Many relatives have watched the six-week inquest at the Royal Courts of Justice, with more following proceedings via videolinks set up in courts in other parts of the UK closer to their homes.

In a statement outside the Royal Courts of Justice after the inquests finished, Kylie Hutchison, of law firm Irwin Mitchell, which represents most of the victims' families, said: "It is now crucial that the whole travel industry learns from what happened in Sousse to reduce the risk of similar catastrophic incidents in the future.

"On behalf of our clients who lost members of their family and those who suffered injuries in this terrible incident, we will now be preparing to commence civil proceedings against TUI."

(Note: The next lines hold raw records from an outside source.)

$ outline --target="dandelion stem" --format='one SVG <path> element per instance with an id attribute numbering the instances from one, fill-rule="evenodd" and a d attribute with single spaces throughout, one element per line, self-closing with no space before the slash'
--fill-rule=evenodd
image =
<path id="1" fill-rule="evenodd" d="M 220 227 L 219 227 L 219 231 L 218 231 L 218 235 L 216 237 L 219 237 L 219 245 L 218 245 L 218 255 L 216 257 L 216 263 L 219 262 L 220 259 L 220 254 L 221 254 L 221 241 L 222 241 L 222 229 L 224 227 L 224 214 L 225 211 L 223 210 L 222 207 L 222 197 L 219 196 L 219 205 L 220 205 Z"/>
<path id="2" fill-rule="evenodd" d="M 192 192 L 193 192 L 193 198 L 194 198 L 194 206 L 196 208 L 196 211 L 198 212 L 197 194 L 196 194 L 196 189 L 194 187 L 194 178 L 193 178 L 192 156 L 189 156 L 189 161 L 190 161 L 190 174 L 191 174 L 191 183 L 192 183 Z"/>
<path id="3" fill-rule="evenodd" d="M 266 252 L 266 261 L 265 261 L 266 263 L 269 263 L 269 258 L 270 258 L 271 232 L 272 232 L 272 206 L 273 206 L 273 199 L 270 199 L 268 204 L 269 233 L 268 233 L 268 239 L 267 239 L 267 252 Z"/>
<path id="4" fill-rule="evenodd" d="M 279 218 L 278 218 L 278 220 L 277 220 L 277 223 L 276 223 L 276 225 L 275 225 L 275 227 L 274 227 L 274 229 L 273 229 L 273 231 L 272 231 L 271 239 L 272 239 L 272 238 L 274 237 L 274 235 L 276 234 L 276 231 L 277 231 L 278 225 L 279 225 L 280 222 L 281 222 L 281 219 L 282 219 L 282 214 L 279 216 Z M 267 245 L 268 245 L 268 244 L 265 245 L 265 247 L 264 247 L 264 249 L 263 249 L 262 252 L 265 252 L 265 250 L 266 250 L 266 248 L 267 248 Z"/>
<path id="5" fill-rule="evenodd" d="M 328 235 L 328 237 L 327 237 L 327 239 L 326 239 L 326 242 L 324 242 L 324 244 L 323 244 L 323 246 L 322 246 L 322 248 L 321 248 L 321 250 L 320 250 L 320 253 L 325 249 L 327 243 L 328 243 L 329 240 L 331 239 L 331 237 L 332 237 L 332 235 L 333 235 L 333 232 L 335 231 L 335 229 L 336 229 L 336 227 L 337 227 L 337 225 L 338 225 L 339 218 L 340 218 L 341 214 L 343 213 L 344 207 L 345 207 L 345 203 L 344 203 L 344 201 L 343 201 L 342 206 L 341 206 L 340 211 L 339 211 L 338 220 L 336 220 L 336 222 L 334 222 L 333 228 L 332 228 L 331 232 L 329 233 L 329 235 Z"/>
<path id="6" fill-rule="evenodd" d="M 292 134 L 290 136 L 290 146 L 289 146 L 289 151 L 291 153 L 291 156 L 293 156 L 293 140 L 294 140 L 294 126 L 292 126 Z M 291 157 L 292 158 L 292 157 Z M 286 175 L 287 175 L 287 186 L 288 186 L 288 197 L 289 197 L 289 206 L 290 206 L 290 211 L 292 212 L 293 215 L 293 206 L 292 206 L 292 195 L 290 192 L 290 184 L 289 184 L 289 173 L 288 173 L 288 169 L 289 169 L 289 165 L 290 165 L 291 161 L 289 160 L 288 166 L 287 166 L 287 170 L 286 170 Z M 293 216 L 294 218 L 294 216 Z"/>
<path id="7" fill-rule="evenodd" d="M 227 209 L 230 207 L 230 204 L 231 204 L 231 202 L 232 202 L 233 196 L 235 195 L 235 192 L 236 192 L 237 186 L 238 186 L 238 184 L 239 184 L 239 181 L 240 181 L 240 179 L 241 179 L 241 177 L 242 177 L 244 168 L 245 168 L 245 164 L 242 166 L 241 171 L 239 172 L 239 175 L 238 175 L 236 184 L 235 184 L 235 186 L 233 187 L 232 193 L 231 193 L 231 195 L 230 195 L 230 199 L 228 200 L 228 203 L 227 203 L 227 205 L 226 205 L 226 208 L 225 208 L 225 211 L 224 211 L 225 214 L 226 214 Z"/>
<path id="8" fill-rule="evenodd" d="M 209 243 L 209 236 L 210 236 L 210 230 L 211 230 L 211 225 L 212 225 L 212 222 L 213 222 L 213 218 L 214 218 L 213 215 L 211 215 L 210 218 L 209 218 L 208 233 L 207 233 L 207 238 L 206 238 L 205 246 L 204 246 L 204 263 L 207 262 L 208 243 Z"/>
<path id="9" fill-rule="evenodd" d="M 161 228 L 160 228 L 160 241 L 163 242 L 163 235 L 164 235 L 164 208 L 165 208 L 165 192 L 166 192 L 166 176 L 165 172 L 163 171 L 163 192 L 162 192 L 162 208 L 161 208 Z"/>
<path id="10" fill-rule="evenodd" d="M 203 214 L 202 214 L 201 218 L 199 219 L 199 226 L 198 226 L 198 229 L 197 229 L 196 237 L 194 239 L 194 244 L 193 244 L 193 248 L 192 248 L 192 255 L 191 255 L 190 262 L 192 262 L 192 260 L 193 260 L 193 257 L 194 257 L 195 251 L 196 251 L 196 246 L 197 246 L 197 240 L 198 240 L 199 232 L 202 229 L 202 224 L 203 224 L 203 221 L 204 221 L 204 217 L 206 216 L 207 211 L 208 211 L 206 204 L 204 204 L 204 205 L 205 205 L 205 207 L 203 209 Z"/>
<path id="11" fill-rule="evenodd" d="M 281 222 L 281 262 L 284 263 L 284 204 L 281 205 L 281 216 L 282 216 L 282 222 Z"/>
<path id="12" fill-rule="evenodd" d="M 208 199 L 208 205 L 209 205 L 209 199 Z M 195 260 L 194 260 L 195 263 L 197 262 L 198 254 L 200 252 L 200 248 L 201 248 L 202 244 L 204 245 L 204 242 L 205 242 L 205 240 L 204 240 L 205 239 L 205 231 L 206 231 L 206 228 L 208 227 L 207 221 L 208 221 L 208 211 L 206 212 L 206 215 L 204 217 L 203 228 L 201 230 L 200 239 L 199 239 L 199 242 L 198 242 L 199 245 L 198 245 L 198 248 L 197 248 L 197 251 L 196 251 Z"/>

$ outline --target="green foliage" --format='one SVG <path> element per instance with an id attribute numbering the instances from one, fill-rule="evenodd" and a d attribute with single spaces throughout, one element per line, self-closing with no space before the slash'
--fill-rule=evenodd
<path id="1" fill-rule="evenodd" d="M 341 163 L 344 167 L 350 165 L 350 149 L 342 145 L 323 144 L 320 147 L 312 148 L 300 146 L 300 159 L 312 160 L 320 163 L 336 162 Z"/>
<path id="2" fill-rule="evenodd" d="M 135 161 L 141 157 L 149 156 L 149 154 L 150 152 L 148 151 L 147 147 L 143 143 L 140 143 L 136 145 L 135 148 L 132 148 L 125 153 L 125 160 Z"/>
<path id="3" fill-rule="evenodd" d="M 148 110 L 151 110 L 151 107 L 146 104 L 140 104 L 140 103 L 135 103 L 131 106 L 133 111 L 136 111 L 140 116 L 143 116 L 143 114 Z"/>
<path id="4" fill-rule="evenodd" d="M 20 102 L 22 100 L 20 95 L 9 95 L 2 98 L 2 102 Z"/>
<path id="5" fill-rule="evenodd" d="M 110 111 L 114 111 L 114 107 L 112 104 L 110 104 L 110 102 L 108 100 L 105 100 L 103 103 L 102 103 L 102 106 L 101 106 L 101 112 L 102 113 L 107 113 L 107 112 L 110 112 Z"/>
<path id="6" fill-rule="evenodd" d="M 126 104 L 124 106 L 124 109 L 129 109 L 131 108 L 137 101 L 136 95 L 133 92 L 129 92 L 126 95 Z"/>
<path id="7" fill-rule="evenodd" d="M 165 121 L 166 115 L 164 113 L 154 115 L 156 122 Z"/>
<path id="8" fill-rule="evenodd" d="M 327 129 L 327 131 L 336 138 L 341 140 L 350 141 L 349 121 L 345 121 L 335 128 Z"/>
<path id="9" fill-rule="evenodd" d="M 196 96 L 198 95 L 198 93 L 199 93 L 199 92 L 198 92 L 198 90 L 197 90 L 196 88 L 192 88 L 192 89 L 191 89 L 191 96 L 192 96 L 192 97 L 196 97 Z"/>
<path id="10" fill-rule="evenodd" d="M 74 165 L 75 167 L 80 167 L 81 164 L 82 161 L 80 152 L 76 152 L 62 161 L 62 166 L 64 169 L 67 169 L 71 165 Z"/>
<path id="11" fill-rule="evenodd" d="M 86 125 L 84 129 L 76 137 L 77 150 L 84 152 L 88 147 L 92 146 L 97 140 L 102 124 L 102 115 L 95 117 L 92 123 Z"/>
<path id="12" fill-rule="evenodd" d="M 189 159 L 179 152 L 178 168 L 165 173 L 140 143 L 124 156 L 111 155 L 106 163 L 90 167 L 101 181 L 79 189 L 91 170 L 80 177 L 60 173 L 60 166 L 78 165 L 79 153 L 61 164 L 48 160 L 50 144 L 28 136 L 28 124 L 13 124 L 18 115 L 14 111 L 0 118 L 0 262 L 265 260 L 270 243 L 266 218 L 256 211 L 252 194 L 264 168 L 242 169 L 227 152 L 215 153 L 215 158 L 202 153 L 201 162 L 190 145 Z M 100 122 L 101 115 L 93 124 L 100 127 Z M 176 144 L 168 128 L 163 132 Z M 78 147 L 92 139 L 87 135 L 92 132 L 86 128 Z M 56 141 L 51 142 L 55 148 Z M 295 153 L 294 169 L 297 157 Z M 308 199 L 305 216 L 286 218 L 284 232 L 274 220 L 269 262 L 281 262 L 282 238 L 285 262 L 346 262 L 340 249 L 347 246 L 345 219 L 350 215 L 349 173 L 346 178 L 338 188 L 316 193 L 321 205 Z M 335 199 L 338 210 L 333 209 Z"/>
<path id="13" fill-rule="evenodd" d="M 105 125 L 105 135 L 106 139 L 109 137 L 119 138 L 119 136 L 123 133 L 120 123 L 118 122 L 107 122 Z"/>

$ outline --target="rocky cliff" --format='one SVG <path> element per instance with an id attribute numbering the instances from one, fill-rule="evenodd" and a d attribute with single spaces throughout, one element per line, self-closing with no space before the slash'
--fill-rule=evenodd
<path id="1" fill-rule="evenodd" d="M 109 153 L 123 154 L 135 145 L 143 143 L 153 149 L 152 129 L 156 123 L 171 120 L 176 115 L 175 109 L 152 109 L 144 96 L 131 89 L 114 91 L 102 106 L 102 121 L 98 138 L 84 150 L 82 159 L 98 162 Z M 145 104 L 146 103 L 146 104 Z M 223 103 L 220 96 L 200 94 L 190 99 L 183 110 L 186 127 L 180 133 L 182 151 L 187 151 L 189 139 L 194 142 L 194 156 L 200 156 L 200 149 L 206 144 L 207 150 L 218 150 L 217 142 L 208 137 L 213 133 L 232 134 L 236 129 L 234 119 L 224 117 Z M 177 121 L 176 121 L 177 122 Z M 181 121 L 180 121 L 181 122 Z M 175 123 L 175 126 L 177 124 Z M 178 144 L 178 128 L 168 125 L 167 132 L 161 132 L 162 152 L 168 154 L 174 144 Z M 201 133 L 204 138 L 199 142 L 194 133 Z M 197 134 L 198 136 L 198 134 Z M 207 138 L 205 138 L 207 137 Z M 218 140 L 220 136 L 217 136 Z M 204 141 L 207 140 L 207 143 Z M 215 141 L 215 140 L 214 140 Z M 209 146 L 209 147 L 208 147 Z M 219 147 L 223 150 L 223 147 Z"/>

Ms Hutchison said: "During the past seven weeks, both the coroner and the families we represent heard shocking evidence about the level of security precautions at the Imperial Marhaba Hotel at the time of the terrorist attack.

"The level of terrorist threat in Tunisia had been escalating for some time prior to June 2015.

"This includes the failed suicide bomb attack at a beach in Sousse.

"Then, following the terrifying events at the Bardo Museum in March 2015, the Tunisian minister of tourism issued a letter requiring all hotels to improve security measures.

"Tragically these steps were not implemented at the Imperial Marhaba Hotel."

She said tour operator TUI had said it was "unaware" of the letter.

She added: "Our clients are very grateful to the coroner for his careful and sensitive handling of the inquest proceedings.

"They feel that he has been fair and thorough in his investigation and appreciate how he has tried to ensure throughout the families come first."

Nick Longman, the managing director of TUI UK, said the attack had "shocked and devastated all of us".

Speaking outside court he said: "We are so very sorry for the pain and loss those affected have suffered.

"On that day the world changed. As an industry we have adapted and we will need to continue to do so.

"This terrorist incident has left its mark on all of us and its impact will always be remembered."